逆に京都市では高度経済成長期以降、特にバブル期の急速な京町家の取り壊しに対する危機感から全国的にも早い時期から町家の保存活動が始まっている。2017年には当時としては画期的な「京都市京町家の保全及び継承に関する条例」が制定・施行されているが、それでも町家の減少は今も続いている。
省エネ推進が「再建築不可」を救う意外な展開
それに抗するため、京都市ではこれまでも接道要件を緩和してきている。
接道要件は特定行政庁(*)が緩和することが可能で、東京都内でも木造密集市街地の解消、防災対策などとして緩和措置のある自治体は複数ある。
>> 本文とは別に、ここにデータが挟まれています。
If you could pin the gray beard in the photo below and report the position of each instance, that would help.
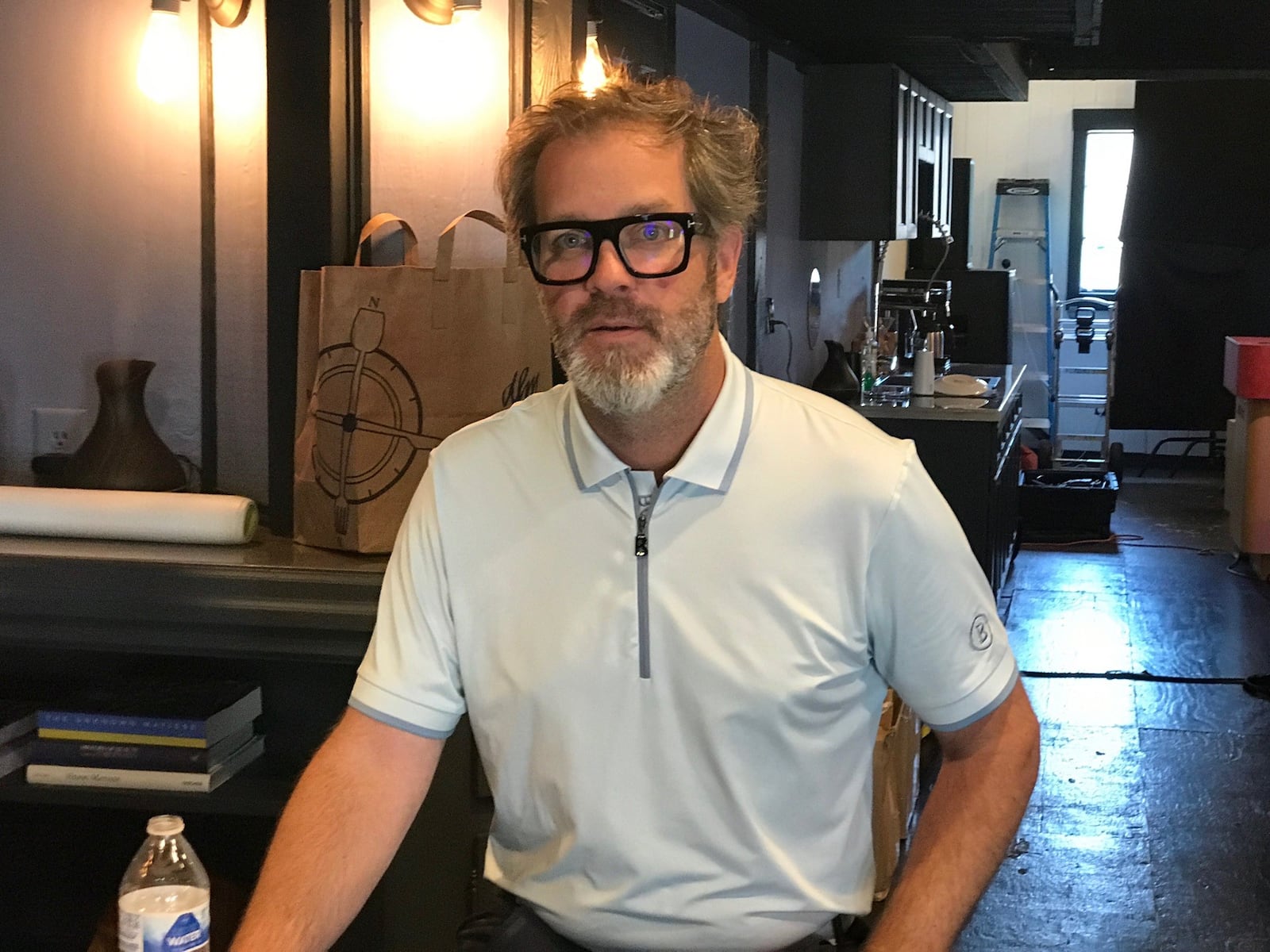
(624, 387)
建て替え、修繕などができないまま、放置されて空き家化するよりは多少道路幅が狭くても建て替え、改修を行って安全な状態で使い続けられるほうが地域のためにはプラスという判断である。
京都市の場合は2022年に行き止まりの共用通路で幅員1.8m以上、専用通路で幅員1.5m以上に緩和されているのだが、さらに2025年11月には、一定の条件を満たせば接道規定の適用除外を認める新たな認定制度が創設された。
この新たな認定制度のベースになった法改正が2024年4月の「脱炭素社会の実現に資するための建築物のエネルギー消費性能の向上に関する法律等の一部を改正する法律(改正建築物省エネ法)」である。
これまでの接道要件の緩和は一般には防災的観点、京都の場合にはそこに景観的観点が加わって行われてきた。もともと防災観点で定められた道幅を、地域全体の防災上の懸念から緩和する。それなら分かりやすい話だが、今回の緩和はそれとはまったく別のところから降って来た。
省エネ性能向上を目的とした法律が、その実現のために接道義務を満たしていない再建築不可の一部の大規模修繕、大規模模様替えを可能にしたのである。